CLI Reference

MCP for AI Agents

Expose all your clusters as a single Model Context Protocol server.

kedge exposes every Kubernetes-type edge in your workspace as a single Model Context Protocol (MCP) server. AI coding assistants — Claude Code, Claude Desktop, Cursor, anything that speaks MCP — can list pods, describe deployments, apply manifests, and more, across all your clusters at once, with no per-cluster configuration.

Get the URL

kubectl kedge mcp url --name default

Output:

https://console.faros.sh/services/mcp/root:kedge:user-default/apis/kedge.faros.sh/v1alpha1/kubernetesmcps/default/mcp

To add this MCP server to Claude Code:
  claude mcp add --transport http kedge \
    "https://console.faros.sh/services/mcp/.../mcp" \
    -H "Authorization: Bearer <your-token>"

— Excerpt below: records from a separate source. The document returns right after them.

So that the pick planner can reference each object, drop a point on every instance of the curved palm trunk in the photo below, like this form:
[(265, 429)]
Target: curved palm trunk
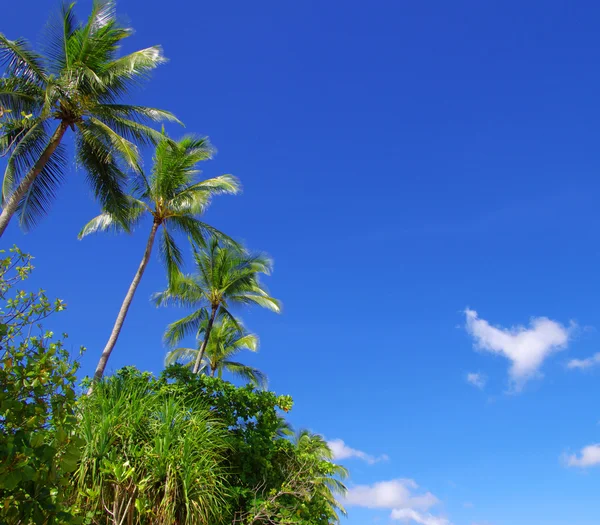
[(205, 342), (112, 340), (11, 205)]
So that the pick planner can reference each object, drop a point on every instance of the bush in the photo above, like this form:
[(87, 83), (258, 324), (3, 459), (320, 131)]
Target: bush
[(38, 446)]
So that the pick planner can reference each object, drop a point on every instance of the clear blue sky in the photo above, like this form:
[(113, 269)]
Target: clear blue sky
[(401, 161)]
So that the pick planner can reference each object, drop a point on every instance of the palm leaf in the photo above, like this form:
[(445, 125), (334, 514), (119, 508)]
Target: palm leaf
[(19, 61)]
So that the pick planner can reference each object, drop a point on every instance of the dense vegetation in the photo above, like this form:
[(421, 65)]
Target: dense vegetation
[(186, 447)]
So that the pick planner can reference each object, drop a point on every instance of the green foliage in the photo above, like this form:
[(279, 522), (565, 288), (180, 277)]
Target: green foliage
[(38, 447), (77, 81), (273, 479), (171, 197), (228, 338), (149, 455)]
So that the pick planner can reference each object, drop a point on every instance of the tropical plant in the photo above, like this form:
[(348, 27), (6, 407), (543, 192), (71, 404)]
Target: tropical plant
[(149, 456), (228, 338), (79, 82), (308, 490), (225, 275), (171, 198), (38, 445)]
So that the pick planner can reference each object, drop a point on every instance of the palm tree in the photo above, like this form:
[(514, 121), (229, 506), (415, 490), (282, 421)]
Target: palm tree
[(149, 456), (173, 200), (77, 83), (326, 476), (226, 275), (227, 339)]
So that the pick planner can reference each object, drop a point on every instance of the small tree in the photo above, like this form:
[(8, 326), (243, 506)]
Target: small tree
[(38, 446)]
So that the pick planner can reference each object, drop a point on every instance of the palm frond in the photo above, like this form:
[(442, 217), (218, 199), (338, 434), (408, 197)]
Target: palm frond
[(186, 326), (121, 146), (19, 96), (25, 141), (250, 374), (170, 255), (19, 61), (35, 204), (181, 354), (103, 172), (58, 33)]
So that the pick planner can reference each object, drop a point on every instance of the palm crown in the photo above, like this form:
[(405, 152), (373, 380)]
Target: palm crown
[(173, 200), (228, 338), (225, 275), (78, 83)]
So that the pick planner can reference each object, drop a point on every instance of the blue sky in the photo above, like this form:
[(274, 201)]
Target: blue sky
[(401, 162)]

To add to Claude Desktop (claude_desktop_config.json):
  {
    "mcpServers": {
      "kedge": {
        "url": "https://console.faros.sh/services/mcp/.../mcp",
        "headers": { "Authorization": "Bearer <your-token>" }
      }
    }
  }

Copy the URL and the bearer token; that’s everything the MCP client needs.

Adding to Claude Code

Paste the printed claude mcp add line straight into your shell. From then on, Claude Code can call MCP tools that read and write Kubernetes resources across every connected cluster.

claude mcp list                            # confirm it's registered
claude mcp tools kedge | head             # see what's exposed

Adding to Claude Desktop

Edit ~/Library/Application Support/Claude/claude_desktop_config.json (macOS) or the equivalent path on your platform, add the snippet from the CLI output under mcpServers, and restart Claude Desktop.

Per-edge MCP

The default --name default MCP aggregates all connected kubernetes-type edges. To get an MCP scoped to a single edge:

kubectl kedge mcp url --edge home-lab

The hub creates a separate per-edge MCP virtual workspace and prints its URL.

Filtering which edges are aggregated

The default MCP is backed by a Kubernetes custom resource in your workspace. It has a label selector:

apiVersion: kedge.faros.sh/v1alpha1
kind: Kubernetes
metadata:
  name: default
spec:
  edgeSelector:
    matchLabels:
      env: prod

Empty selector = all connected kubernetes edges. Add labels to your edges (kubectl kedge edge create ... --label env=prod) and the MCP only sees the matching subset.

Edit the object the usual way:

kubectl --context kedge edit kubernetes.kedge.faros.sh/default

How the hub serves MCP

When an MCP client connects:

  1. The hub’s MCP virtual-workspace handler validates the bearer token.
  2. It lists all Edge objects in the workspace, filters to type: kubernetes + connected: true + the label selector on the Kubernetes object.
  3. It builds a multi-edge provider that dials each matching edge over its revdial tunnel.
  4. It hands the connection to kubernetes-mcp-server, which implements the MCP protocol and translates tool calls into Kubernetes API calls against each edge.

You don’t have to deploy anything on the edges — the existing tunnel is reused.

Authentication

The bearer token printed by mcp url is your hub token. Anything it can do via kubectl --context kedge, the MCP can do. If you want to restrict an AI agent, create a separate token-bound user (static-token only) or a separate OIDC identity with narrower RBAC, log in as that user, then call mcp url to get a scoped token.